3.2 The Back-End Manager

The BM is a server-side daemon process that receives and handles requests from the FL and is responsible for creating web workers on the server and managing communication among the main browser thread and the web workers being offloaded to the server. In essence, the BM enables the functionality to run web workers on the server and can be implemented by adopting a server-side JavaScript library that allows web workers to run on the server. The simplest and most intuitive way to run web workers on the server is by using the worker threads module in the Node.js library, which is almost the counterpart of the Web Workers API in Node.js. However, such an implementation of the BM exposes vulnerability of the server since worker threads (i.e., web workers created on the server using the worker threads module) are able to invoke system calls to access privileged system information and resources by using the Node.js APIs. Moreover, the BM will be unable to fully manage worker threads—for example, to control resources used by worker threads in order to prevent resource starvation attacks—, unless modifying the Node.js library. These effects also occur when using other modules, such as the child process or VM modules, in the Node.js library as the basis for implementing the BM.

In view of this, we propose to create web workers on the server by using the isolated-vm library, which allows code to run within an isolated environment that conforms to a V8 isolate. In other words, a V8 isolate is created for each offloaded web worker and used to run the corresponding task in a web worker. Furthermore, since a V8 isolate is an isolated instance of the V8 JavaScript engine, which runs only core JavaScript (i.e., ECMAScriptFootnote 12) code but not client- or server-side JavaScript code, an offloaded worker is guaranteed to execute within a sandbox with configurable resource limitations and unable to access any resources on the server or even call web APIs, thereby solving the aforementioned potential security issues.

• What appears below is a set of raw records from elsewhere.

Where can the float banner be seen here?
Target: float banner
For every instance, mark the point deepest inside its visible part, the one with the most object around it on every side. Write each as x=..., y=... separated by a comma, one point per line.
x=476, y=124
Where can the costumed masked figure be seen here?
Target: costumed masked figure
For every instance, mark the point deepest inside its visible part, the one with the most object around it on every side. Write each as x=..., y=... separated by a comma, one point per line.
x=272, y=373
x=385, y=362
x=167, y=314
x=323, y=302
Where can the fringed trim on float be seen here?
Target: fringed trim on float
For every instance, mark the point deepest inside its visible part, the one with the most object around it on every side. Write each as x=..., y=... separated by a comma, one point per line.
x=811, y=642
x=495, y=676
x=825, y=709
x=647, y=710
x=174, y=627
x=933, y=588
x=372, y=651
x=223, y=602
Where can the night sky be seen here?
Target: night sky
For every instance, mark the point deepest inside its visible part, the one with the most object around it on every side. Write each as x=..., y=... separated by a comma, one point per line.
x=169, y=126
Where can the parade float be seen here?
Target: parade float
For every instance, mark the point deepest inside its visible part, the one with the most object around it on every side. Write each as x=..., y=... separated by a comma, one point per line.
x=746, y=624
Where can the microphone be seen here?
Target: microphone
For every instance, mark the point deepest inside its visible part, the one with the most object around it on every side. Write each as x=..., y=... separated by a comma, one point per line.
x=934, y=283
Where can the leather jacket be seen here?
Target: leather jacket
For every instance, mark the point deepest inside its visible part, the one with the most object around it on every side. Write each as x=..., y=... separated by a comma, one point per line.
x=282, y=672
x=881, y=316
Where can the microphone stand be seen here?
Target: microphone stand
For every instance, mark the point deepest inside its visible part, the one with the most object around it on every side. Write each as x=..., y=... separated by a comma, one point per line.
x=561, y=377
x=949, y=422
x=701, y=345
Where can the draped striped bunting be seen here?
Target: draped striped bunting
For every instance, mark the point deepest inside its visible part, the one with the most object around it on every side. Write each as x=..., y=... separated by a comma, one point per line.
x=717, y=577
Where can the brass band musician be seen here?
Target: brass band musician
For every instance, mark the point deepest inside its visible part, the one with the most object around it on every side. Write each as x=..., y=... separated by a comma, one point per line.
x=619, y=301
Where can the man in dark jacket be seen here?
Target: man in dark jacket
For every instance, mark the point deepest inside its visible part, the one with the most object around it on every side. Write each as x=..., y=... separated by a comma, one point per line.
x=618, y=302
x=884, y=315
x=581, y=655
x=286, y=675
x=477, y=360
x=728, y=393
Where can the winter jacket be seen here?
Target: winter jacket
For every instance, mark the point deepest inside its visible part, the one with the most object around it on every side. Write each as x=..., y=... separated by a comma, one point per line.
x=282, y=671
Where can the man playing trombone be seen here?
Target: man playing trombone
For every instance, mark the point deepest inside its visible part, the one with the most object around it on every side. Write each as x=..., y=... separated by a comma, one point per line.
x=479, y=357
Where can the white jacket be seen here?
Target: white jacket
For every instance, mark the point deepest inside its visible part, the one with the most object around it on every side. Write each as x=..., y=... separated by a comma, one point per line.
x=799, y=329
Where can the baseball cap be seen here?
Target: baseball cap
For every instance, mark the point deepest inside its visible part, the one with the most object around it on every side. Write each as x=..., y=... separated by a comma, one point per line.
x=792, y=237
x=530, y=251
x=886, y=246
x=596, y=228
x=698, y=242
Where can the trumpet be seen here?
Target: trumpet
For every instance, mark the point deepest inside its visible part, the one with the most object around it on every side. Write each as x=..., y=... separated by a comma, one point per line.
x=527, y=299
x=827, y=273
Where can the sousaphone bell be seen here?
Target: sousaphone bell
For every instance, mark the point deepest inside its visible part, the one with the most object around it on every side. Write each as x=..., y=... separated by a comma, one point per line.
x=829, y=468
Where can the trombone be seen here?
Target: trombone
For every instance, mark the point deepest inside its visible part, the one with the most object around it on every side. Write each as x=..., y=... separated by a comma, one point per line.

Nevertheless, the fact that each offloaded worker runs as a V8 isolate also raises another two issues: creating V8 isolates within an existing V8 isolate is not feasible, and communication between V8 isolates is not possible without a proper runtime system. Therefore, the BM must serve as a proxy for isolate creation and further implement a communication mechanism that manages possible communication among different isolates. The BM involves three main components: (1) an isolate creator, which creates web workers as V8 isolates on the server, (2) a message handler, which enables the message passing mechanism between the client and the server and between V8 isolates, and (3) a shared memory manager, which allows memory to be shared between V8 isolates. The BM also implements some web APIs for V8 isolates to facilitate functionality of web applications. We elaborate in detail how the three components work by demonstrating how web workers are offloaded and created onto the server and how communication between the client and server and communication between web workers function in the following paragraphs.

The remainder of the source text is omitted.